We have CloudFlare do our HTTP -> HTTPS redirection currently but I'd still hesitate to remove HTTP -> HTTPS redirection rule from our site - if we happen to move away from CloudFlare, or it's temporarily disabled, etc. then it's easy to get overlooked.

At the moment, I think the best course of action is to have an IIS rule which matches on Warmup/AlwaysOn requests and then stops processing all further rules.

Canonical hostname, stripping trailing slashes, etc. there are other rules which can impact this too.

This also doesn't help with Always On either, but that is a discussion for another day.

npiasecki commented 6 years ago

While we're on the topic of restarts, the past week in East US my S2 instance has been booted to 3 different hosts, which seems a higher rate than normal (used to only happen about once every couple weeks).

In each case, the sites seem to warm up, but then I get a flurry of "can't write to filesystem" errors in my logs, and the new "Diagnose and solve problems" shows a double restart due to storage latency issues, causing 2-3 minutes of very slow response times. It's as if the system is booting me to a new host for upgrades (fine), but then after the LB switches to the new host, the new host immediately restarts due to latency, causing everything to go sideways for a few minutes.

2017-10-29_10-05-08

Has East US been just having a lot of updates this week?
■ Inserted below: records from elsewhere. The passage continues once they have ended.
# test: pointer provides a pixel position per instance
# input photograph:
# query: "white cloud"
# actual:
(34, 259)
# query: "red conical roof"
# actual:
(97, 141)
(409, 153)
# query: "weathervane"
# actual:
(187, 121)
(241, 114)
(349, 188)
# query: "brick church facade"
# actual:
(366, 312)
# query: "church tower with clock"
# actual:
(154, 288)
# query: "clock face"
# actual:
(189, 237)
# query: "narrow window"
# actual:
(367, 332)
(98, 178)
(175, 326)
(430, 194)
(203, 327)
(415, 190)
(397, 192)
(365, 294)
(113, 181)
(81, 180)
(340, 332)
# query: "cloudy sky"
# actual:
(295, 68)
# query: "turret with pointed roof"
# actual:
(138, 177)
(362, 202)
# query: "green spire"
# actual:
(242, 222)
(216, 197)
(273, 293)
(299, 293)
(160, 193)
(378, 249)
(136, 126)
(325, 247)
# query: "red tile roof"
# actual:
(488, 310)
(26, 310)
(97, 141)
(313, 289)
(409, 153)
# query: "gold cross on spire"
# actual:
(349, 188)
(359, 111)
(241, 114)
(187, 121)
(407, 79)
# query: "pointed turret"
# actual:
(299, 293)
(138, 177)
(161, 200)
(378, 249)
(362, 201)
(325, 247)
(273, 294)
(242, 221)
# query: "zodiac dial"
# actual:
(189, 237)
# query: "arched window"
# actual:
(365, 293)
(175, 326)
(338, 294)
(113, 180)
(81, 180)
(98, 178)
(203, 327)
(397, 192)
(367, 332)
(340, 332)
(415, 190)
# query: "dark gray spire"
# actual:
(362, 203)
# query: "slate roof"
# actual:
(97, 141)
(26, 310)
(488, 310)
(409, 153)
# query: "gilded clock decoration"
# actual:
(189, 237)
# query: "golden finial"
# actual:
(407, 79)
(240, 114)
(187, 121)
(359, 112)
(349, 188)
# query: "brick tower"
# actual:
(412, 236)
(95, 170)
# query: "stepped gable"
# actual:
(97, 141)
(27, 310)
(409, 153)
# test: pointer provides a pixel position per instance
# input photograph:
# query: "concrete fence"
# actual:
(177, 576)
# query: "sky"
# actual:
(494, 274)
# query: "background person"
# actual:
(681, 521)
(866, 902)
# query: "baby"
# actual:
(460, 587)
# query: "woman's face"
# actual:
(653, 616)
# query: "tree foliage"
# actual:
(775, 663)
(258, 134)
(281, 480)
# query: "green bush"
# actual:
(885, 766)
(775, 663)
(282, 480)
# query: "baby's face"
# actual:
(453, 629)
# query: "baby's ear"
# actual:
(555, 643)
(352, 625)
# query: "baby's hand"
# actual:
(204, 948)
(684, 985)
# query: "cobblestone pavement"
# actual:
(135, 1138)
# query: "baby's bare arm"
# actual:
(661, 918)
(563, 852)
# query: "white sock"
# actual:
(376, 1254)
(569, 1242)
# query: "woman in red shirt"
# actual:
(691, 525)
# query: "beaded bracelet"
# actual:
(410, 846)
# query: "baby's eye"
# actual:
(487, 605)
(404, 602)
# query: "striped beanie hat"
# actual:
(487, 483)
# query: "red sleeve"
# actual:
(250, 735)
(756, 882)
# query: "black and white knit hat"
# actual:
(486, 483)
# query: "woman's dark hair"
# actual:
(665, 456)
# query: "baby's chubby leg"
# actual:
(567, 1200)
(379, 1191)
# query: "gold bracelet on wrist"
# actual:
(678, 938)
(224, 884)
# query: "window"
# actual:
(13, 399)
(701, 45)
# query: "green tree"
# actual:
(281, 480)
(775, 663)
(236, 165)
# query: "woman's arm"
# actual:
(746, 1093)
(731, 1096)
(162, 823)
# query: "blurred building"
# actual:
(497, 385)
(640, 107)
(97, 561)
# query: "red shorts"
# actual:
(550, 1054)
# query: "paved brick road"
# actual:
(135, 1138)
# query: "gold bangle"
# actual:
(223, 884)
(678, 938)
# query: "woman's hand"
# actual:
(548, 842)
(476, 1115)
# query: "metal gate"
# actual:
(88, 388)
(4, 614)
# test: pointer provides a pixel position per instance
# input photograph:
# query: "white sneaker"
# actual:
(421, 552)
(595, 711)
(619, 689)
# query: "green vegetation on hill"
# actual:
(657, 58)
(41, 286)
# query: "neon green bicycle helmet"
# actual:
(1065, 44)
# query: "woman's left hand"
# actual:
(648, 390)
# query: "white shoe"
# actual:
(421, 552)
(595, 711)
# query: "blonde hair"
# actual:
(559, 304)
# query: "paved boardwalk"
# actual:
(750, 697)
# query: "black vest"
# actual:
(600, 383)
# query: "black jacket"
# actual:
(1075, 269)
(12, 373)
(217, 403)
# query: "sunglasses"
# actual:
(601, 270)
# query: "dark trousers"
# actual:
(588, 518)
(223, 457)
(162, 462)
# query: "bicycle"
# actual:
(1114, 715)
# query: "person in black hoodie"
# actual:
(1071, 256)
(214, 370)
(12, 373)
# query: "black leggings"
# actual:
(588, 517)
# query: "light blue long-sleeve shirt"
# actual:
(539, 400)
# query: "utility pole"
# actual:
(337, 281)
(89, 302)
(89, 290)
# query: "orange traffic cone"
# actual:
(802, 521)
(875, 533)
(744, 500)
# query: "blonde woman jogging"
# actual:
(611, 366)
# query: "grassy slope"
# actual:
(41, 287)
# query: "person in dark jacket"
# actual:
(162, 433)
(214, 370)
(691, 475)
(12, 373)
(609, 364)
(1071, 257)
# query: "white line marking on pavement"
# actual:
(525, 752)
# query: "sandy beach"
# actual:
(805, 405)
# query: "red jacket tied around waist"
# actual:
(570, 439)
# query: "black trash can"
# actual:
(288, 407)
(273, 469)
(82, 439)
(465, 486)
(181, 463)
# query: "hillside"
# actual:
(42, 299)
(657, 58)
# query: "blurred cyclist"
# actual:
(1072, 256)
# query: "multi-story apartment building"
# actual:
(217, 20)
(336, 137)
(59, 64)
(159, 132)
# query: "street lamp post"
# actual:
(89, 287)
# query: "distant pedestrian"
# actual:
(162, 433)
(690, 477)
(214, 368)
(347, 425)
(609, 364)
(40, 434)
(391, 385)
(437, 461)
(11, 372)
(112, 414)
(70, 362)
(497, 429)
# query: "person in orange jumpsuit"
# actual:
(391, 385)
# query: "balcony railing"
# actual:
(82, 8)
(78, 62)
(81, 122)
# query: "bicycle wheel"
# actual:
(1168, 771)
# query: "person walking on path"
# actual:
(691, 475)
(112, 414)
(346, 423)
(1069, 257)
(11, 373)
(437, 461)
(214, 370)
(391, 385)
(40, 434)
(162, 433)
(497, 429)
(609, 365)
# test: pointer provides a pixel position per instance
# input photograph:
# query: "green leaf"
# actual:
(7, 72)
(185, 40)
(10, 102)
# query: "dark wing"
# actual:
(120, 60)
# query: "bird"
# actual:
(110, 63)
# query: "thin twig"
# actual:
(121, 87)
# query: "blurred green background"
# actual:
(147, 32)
ruslany commented 6 years ago

I published a blog post that explains in more details how application initialization works and how to fix most common problems related to deployment slots: "Most common deployment slot swap failures and how to fix them"

ctolkien commented 6 years ago

So, what does this do then? image

How is this implemented? What knock-ons does it have? etc...

Seems to have popped up in the last few weeks on the Custom Domains tab on App Services.